Lalu kedua tangannya memegang masing-masing tanganku; badan kami bersebelahan. Dia menggerakkan kedua tanganku sambil menjelaskan cara memotong yang benar. Aku tahu itu kata-kata yang panjang, dia panjang-panjangkan lebih tepatnya. Kata-kata yang panjang seperti saat kami memulai tinggal bersama. Aku dengar, tapi jika kautanya apa aku mendengarkan, aku ragu untuk menjawabnya. Kutatap wajahnya, meski dia tetap fokus menatap potongan daun bawang di atas talenan dan mengarahkan tanganku. Volume suaranya terdengar semakin tipis di telingaku.
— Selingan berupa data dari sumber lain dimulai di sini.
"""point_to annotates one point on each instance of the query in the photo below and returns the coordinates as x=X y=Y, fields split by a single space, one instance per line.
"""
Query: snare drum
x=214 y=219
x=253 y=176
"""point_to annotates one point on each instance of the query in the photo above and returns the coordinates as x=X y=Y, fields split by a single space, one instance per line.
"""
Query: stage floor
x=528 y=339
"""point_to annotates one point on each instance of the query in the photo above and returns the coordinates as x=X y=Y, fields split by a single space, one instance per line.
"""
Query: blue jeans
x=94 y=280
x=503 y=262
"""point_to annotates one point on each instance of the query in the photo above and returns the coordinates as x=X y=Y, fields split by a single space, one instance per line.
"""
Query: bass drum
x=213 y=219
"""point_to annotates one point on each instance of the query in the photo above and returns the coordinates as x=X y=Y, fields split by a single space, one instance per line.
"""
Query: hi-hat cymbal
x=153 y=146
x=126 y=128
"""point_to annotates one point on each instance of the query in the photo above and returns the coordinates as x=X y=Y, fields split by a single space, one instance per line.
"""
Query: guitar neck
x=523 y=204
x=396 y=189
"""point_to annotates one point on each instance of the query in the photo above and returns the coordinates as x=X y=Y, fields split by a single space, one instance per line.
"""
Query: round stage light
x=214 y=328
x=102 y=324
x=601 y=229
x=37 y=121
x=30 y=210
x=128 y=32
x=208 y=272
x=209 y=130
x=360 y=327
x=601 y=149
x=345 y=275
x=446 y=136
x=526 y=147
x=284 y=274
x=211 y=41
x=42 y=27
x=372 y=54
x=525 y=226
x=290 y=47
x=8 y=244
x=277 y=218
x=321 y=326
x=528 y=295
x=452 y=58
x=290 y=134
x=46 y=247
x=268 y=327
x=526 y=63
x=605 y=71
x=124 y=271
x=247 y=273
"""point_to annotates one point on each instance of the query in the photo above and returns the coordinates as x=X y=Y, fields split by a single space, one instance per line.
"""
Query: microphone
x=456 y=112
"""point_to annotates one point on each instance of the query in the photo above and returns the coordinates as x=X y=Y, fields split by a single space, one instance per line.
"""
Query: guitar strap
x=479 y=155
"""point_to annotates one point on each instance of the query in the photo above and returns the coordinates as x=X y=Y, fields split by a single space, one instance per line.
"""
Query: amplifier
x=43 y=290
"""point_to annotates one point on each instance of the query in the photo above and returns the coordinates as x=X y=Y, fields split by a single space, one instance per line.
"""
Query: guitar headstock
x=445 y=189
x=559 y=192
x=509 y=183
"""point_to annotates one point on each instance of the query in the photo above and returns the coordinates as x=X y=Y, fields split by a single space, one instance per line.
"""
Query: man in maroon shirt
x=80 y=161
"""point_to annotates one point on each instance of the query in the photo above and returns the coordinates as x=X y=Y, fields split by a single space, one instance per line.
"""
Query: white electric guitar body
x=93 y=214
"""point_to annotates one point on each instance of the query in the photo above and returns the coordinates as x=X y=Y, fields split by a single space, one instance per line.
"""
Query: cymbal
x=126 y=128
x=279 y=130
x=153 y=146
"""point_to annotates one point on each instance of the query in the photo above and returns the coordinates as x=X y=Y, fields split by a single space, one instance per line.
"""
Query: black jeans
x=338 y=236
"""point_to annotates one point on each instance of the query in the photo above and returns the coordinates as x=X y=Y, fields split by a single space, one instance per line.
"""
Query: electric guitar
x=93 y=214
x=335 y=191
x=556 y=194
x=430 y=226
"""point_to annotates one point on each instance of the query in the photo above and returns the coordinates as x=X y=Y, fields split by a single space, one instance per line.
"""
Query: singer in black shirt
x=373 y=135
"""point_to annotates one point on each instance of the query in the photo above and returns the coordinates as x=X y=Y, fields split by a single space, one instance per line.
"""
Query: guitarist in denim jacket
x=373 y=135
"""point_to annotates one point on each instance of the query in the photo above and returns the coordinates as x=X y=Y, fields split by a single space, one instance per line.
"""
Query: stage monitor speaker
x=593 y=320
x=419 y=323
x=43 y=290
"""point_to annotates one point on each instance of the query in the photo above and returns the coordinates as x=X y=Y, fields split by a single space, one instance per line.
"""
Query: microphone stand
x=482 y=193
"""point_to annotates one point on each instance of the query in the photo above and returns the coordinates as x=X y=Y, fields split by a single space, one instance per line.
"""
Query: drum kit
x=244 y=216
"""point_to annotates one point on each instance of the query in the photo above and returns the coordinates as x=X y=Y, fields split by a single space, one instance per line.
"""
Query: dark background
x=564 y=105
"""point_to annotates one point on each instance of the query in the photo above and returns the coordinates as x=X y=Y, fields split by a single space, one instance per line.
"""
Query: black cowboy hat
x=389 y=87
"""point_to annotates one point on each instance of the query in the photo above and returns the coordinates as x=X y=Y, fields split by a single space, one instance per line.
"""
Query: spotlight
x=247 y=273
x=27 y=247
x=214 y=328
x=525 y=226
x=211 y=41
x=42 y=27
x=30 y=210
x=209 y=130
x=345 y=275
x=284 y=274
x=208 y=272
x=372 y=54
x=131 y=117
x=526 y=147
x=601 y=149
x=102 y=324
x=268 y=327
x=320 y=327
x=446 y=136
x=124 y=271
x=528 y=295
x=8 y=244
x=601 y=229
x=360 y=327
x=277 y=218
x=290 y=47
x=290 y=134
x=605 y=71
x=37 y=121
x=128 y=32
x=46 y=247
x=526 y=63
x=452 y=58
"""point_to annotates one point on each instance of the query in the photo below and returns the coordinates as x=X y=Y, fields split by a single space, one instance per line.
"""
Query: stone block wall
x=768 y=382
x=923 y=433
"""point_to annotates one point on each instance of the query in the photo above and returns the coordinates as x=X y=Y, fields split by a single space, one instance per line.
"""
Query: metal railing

"Akhirnya selesai!" teriaknya.
Mulus tangannya telah lepas dariku, sementara tanganku masih memegang pisau dan akar daun bawang di atas talenan. Dia menatapku. Entah berapa detik yang bergulir, tapi aku rasa itu lama.
"Aku minum dulu, Mas." Dia pergi dariku. Kutetap tak mengeluarkan suara.
Di sore itu, langit terselimuti oleh mega-mega senja yang keemasan dan berdasar magenta. Senja menggelap dan menampakkan bintang-bintang di balik awan-awan kelabu. Aku salat magrib sebagai imam dan Iris sebagai makmum. Masjid terhitung jauh dari vila, sehingga kami berjemaah di vila.